Rodrigo’s drinking buddies did not seem interested in getting on out of the Madhur Plaza. They stopped at Basbanes’s Fountain and stalled around until Rodrigo’s bodyguards insisted that Rodrigo get moving.

  Shagot muttered, “I think I’ll just go pound on that old priest till his balls fall off.” Svavar touched his arm. “There’s some excitement starting.” The Bruglioni crew surrendered to the romance of their own stupidity. They rushed the party in the plaza.

  As Shagot intuited, the drunken new friends were not drunk at all. But their level of alertness had dropped because no attack had come when expected at the fountain. On the other hand, Rodrigo’s guards were sharply alert because of the pretend drunks’ obvious stalls.

  When the Bruglioni thugs rushed out, the Cologni bodyguards shoved knives into the backs of the pretend drunks. The rush arrived. Blades flashed. Several men went down, one a Cologni bodyguard. Then came a surprise second rush consisting of another half-dozen men who swooped in from the far side of the square. A great clangor ensued.

  Both Gildeo and Acato Bruglioni thought well of themselves as duelists. They had reputations to support their confidence. Their confidence was misplaced. “These guys are fucking professionals,” Shagot said. The new bunch were very good, though not good enough to avoid injuries of their own.

  The speed and fury of the mess left the Bruglioni thugs and Rodrigo’s bodyguards no chance to flee.

  Shagot nodded to himself as the winners collected their prize — Rodrigo Cologni — and then their wounded. Those included the backstabbed companion drunks, who were still alive but unlikely to remain that way if they did not get some skilled care soon. “Four of them are hurt bad. Two more have lesser wounds. As soon as they’re out of sight, start tracking them. We need to find out who they are and where they’re headed.”

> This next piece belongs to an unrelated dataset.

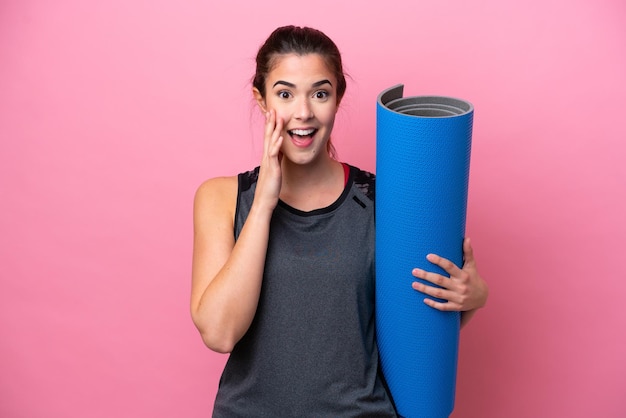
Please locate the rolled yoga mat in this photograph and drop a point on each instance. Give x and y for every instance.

  Svavar nodded unhappily. He was not feeling particularly bloodthirsty now. Which was, probably, why Grim was giving him this job while he stayed here.

  Svavar knew Grim would have no trouble finding him later. Grim always knew where he was.

  ***

  THE BRUGLIONI WERE TRYING TO PULL THEMSELVES Together, to limp back to the family fortress, when Shagot strolled up. At this point, no one had yet been killed. But none of the Bruglioni or Cologni were in shape to fight on, either. Shagot cut a couple of throats, just to get everybody focused. One of those belonged to Acato Bruglioni, who had not been badly hurt before. His skill as a duelist did him no good whatsoever.

  Shagot told the rest, “I want to know what this was all about.” He asked pointed questions, with a sword’s tip encouraging quick responses. He killed Saldi Serena when that young man tried to run.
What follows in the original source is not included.